Another “first read” for me (again out of order) was Kelli Stanley’s City of Sharks, a Miranda Corbie mystery. 1940’s San Francisco. Noir. The Treasure Island World’s Fair on one side of The City and Playland on the other. And featuring John Steinbeck and C.S. Forester – and longtime San Francisco Chronicle columnist Herb Caen thrown in for good measure. I couldn’t not have enjoyed this book. Miranda Corbie is a great character – I’ll be going back to earlier books to read more Miranda!
Traveling a decade further back in time was Christie Nelson’s Beautiful Illusion. Set in San Francisco in the late 1930’s, Nelson’s book is my favorite kind of historical fiction. She weaves well-researched facts into an intriguing “noir-esque” tale with engaging, well-drawn characters. I felt transported back in time to The City, trying to build a monument to peace on Treasure Island amidst worldwide tensions. It fueled my already heightened fascination for glimpses of an earlier time in the city that I fell in love with over 40 years ago. For anyone who has lost their heart to San Francisco, this book is sure to satisfy. I won’t reveal it here, but the final line of the book says it all!

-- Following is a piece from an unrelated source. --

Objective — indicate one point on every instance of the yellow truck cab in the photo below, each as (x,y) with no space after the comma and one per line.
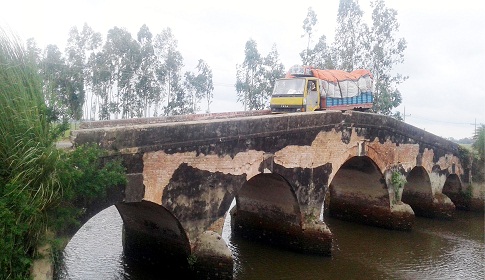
(300,94)
(306,89)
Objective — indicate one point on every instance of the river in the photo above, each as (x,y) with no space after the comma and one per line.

A fun cozy mystery, Bonnie Monte’s The Sleeping Lady made me think back to my favorite childhood sleuth, Trixie Belden. She was bold, impulsive and daring. All the things that I wasn’t! Monte’s protagonist, Rae Sullivan, embodied all those same traits. Convinced that the police are ignoring important clues in the murder of her best friend in San Francisco’s Golden Gate Park, she doesn’t hesitate to embark on her own investigation, blind to the peril her determination engenders. The requisite twists and red herrings ensue as her adventures unfold. It was an exciting ride and Monte had me guessing right up to the end! I loved Monte’s depiction of familiar neighborhoods in Marin and San Francisco and of our beloved Mount Tamalpais or “The Sleeping Lady” as we locals like to call it.

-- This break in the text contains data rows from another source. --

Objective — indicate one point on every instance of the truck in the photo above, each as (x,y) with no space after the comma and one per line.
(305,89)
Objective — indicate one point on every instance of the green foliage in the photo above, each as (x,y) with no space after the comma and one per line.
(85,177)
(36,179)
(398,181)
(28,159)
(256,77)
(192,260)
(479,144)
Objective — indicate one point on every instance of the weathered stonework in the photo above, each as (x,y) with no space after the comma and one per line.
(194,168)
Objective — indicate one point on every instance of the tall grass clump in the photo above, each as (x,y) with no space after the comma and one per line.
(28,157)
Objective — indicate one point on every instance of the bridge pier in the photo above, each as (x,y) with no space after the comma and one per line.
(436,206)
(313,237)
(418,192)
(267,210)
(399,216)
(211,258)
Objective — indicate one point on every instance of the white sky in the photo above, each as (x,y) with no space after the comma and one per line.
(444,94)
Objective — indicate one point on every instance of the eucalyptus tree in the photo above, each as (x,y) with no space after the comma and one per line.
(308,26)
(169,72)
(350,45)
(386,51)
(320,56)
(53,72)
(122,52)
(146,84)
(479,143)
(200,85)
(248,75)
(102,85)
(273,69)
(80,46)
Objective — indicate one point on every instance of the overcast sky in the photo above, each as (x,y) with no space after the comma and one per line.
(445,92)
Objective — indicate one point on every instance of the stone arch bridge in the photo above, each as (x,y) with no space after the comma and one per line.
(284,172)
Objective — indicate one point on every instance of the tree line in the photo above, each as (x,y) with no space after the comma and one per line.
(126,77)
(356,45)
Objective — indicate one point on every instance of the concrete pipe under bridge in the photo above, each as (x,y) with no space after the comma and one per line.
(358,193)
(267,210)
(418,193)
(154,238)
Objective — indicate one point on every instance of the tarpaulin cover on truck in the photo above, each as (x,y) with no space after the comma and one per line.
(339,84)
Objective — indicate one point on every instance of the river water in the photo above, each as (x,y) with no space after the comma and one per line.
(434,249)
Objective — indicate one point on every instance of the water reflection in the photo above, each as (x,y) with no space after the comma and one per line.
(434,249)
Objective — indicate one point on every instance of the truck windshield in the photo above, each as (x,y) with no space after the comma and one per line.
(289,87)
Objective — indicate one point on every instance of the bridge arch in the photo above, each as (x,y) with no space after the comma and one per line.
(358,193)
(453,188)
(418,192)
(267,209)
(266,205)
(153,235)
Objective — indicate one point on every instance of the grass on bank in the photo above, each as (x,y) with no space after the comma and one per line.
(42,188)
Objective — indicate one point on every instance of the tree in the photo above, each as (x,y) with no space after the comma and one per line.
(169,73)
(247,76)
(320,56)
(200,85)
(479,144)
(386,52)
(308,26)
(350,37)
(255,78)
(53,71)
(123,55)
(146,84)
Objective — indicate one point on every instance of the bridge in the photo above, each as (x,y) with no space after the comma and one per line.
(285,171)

Finally, in Betsy Graziani Fasbinder’s Fire and Water, pediatric surgeon Kate Murphy, who was raised by her widowed father in his Irish bar in San Francisco, gets involved with a brilliant and troubled artist, Jake. I loved the authenticity in the heartbreaking struggle Kate faces with her deep love and passion for Jake and the need to protect herself and their daughter. When long-held secrets about her own family and childhood come to light, they bring not only more grief but also understanding and forgiveness. This is a compassionate and engaging story that will stay with you long after the last page.
What about you? Have you ever “visited” San Francisco in a book or movie? Do you have a favorite?